Os estereótipos sociais, fazem-nos crer que tais indivíduos possuem uma aparência distinta ou que se isolam da maioria. Mas, na verdade, trata-se do oposto. Muitas vezes, estas pessoas possuem uma aparência normal, bem como cuidados extra para se poderem integrar com facilidade em qualquer grupo, e, acima de tudo, concentram grande parte do seu tempo e energia a controlar os outros.
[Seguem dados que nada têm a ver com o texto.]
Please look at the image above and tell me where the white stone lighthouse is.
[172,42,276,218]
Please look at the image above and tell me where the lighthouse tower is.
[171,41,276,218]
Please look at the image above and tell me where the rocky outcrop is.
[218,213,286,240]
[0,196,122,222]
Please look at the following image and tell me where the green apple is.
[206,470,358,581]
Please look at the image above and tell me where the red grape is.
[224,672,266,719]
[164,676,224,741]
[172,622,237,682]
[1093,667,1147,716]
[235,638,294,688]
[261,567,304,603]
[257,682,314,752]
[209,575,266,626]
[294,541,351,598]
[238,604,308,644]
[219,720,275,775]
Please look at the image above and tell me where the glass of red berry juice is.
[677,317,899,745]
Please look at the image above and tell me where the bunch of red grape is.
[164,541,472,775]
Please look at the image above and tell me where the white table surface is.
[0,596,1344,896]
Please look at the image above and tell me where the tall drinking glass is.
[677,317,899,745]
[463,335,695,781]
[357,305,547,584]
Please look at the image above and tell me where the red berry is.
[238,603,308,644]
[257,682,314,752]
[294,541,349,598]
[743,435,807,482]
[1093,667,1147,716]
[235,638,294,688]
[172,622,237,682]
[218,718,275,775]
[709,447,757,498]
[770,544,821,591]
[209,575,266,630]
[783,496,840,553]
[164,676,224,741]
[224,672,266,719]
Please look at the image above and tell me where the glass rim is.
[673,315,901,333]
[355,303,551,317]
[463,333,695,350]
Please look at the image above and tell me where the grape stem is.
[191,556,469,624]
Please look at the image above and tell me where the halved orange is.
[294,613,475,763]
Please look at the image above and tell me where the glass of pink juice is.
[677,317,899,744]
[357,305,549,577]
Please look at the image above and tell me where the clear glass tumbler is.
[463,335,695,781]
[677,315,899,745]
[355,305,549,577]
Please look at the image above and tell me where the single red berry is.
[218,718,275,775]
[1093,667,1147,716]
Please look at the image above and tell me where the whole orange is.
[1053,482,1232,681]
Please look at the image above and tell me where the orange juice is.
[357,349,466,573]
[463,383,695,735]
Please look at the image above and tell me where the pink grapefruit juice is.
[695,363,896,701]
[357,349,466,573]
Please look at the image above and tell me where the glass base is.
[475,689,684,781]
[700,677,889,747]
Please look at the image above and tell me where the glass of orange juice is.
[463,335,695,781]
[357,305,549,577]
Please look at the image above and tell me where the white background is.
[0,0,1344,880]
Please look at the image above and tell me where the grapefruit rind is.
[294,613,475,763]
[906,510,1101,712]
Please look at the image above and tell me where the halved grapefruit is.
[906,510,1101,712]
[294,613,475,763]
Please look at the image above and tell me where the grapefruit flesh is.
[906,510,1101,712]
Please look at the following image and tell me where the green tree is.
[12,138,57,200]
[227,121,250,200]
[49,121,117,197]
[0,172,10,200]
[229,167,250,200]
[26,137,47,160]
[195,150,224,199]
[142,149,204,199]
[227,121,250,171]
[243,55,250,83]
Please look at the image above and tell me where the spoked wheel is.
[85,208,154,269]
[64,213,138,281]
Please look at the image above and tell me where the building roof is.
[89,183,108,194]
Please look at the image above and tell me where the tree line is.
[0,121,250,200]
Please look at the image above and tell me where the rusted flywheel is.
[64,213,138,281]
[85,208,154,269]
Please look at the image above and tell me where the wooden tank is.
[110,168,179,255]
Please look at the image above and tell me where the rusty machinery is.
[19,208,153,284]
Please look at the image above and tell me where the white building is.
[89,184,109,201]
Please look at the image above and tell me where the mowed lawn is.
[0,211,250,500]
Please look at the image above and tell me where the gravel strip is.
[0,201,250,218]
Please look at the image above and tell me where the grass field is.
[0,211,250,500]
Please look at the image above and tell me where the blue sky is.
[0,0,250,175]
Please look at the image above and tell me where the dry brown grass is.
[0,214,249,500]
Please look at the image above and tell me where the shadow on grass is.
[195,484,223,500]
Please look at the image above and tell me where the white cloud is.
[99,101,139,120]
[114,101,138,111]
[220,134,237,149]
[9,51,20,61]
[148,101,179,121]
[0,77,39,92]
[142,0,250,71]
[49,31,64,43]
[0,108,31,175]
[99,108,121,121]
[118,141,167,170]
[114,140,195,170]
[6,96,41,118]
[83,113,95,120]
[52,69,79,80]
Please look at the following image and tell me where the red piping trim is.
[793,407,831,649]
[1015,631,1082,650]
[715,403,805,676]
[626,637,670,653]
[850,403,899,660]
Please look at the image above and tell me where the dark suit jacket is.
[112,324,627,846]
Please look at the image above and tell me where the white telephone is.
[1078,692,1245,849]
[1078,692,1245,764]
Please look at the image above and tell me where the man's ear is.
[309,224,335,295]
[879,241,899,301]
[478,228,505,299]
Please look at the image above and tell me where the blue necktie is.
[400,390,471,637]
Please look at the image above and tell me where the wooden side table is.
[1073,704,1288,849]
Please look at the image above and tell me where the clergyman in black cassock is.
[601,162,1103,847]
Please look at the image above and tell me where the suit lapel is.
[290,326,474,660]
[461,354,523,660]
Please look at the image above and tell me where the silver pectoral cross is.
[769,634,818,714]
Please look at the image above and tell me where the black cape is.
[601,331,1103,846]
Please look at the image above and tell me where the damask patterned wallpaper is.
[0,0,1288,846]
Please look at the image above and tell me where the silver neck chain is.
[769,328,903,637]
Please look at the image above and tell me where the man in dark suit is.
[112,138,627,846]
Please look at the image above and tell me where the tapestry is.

Em todos os casos que conheci pessoalmente, verifiquei uma habilidade extraordinária, em conquistar o respeito e simpatia dos outros, ou impor medo naqueles em que tal não era possível. Os casos mais graves de distúrbio mental, levam ao desenvolvimento de formidáveis sedutores sociais. Pessoas que aparentam ser perfeitas, enquanto escondem hábitos muito doentios.

Na verdade, é incrível verificar o quanto as pessoas toleram dos outros quando suas necessidades básicas estão satisfeitas. Trata-se dum ponto fraco em quase todas as pessoas, que a personalidade maquiavélica aprendeu a controlar.

Como refere o mundialmente famoso psiquiatra Scott Peck, “existem pessoas más” e “o assunto deveria ser pesquisado e estudado. Antes que seja tarde demais, devemos estudar o assunto e saber quem é o nosso inimigo”.

O termo maquiavélica, aplica-se aqui para situações em que os distúrbios mentais possuem uma intenção claramente diabólica e destrutiva.

Infelizmente, existem pessoas na sociedade tão doentes que não se contentam em controlar os outros, mas obtêm igualmente satisfação em os destruir. Isto, porque o sadismo torna-se uma forma de prazer para tais personalidades.

A única razão pela qual a larga maioria das pessoas aceita tais personalidades entre si, permite ser influenciada por estas, e tolera seus comportamentos, é porque a grande maioria da população carece dos conhecimentos técnicos básicos para as poder identificar com clareza, e muitas vezes, de inteligência básica também. De facto, vários estudos em Psicologia revelam que mais de metate da população possui um QI abaixo do normal, resultado tem vindo a baixar em mais de 14 pontos nos últimos 50 anos.

Fazendo uso de técnicas cientificas e do resultado duma investigação com uma vasta equipa de especialistas, esta obra descreve de que modo tais personalidades controlam os outros e quais as técnicas mais comuns que usam para atingir os seus propósitos.

Os resultados aqui apresentados fazem síntese dum conjunto vastíssimo de técnicas de recolha de dados, entre as quais, o rastreamento de chamadas telefónicas, acesso à caixa de email e IP duma agressora, detetores eletrônicos do grau de mentira nas chamadas telefónicas para a vítima (o qual colaborava com a equipa de especialistas ao realizar perguntas específicas), durante meses, numa base diária, até se obter a totalidade das informações recolhidas.

Já a equipa em si, que colaborou na recolha de toda a informação exposta na obra, incluía um conjunto vastíssimo de colaboradores, nas mais variadas áreas, nomeadamente, uma empresa de detetives especializados em intervenções  no plano internacional, hackers contratados, psicólogos, e até mesmo videntes.

Quando comparamos a análise de todos estes especialistas com as palavras do exemplo em causa, parecerá inacreditável estarmos a referir-nos à mesma pessoa e, apesar de tudo, prova o quanto habilidosas tais personalidades diabólicas são no engano, na deceção e na manipulação dos outros para atingir os seus próprios, sempre destrutivos, fins.

Que esta obra sirva de exemplo para que não mais estes demónios se possam esconder entre nós, e, pelo contrário, sejam vistos como aquilo que são, indivíduos, homens e mulheres, profundamente doentes e carecendo de tratamento psiquiátrico. A maldade é, e deve ser vista, como uma doença mental perigosa.